In the United States alone, office buildings go through 12.2 trillion sheets of paper every single year.
Pulp and paper products make up 26% of the garbage that is thrown away in landfills.
If those astonishing statistics can be reduced by even a small percentage thanks to the use of online contracts, the environment, the climate, and the bottom line of your company will all be in much better shape.
Contracts Signed Online Are More Secure Than Ever
The technology that ensures the safety and validity of online contracts is only going to improve between now and 2020, making 2020 an excellent year to make the switch to using online contracts.
The level of encryption available now is higher than it has ever been, and the capacity to monitor modifications made to documents using technologies such as blockchain has never been more developed. Whether it be for the better or for the worse, we live in an age of responsibility, and this has most definitely extended to the use of online contracts and electronic signatures.
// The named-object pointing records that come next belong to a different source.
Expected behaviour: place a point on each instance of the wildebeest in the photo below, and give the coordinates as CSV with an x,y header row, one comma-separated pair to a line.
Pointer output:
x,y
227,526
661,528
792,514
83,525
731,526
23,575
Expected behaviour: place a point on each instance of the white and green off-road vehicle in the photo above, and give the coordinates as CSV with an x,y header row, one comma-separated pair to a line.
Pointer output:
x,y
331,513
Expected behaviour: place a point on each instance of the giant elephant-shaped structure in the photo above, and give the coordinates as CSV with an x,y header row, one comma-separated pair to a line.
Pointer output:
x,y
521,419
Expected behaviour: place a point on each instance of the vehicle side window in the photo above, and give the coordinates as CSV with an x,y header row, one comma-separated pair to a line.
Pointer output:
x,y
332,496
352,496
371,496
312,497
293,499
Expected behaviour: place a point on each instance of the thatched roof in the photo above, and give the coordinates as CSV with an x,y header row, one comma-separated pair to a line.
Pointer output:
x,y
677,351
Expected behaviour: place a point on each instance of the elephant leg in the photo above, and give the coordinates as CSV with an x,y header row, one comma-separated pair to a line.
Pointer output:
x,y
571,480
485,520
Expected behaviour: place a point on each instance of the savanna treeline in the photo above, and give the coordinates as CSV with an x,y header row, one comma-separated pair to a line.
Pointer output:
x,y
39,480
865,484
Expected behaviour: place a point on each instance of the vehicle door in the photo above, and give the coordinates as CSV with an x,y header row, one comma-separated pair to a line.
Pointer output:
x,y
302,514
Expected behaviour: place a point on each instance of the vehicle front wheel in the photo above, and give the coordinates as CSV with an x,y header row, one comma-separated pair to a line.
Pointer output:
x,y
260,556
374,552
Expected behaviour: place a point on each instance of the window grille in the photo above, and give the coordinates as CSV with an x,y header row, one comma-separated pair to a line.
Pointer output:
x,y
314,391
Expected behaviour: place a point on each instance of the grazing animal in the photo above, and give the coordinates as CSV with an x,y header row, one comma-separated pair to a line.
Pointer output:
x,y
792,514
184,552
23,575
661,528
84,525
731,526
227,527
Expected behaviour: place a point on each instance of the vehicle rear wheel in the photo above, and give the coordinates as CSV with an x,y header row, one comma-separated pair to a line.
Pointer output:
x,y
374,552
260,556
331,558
To begin, the finest solutions for electronic signatures feature SSL encryption with 256 bits, which is the same level of digital security that is utilised by financial institutions such as banks and other similar organisations. Which means that if you are signing an online contract with any company that is even remotely current, the level of encryption that you are using is the same as the level used by the most reliable institutions run by the government.
Second, online contracts have long since adopted the digital security of encryption, which promises one-of-a-kind tracking through any kind of file storage or signature in this age of digitalization. Your one-of-a-kind imprint, location, and even occasionally digital identifiers like an IP address are now being collected and taken into consideration in the process of digital signings. Digital markers will monitor your signature wherever it travels, regardless of whether you signed using your true name, a pseudonym, or even the old-fashioned “X.” They will also provide copies of the digital tracking to all parties engaged in the transaction.
If your firm is facing a choice between traditional handwritten signatures and digital ones, the evidence suggests that you should be more open to new forms of technology. So, what exactly are you looking forward to?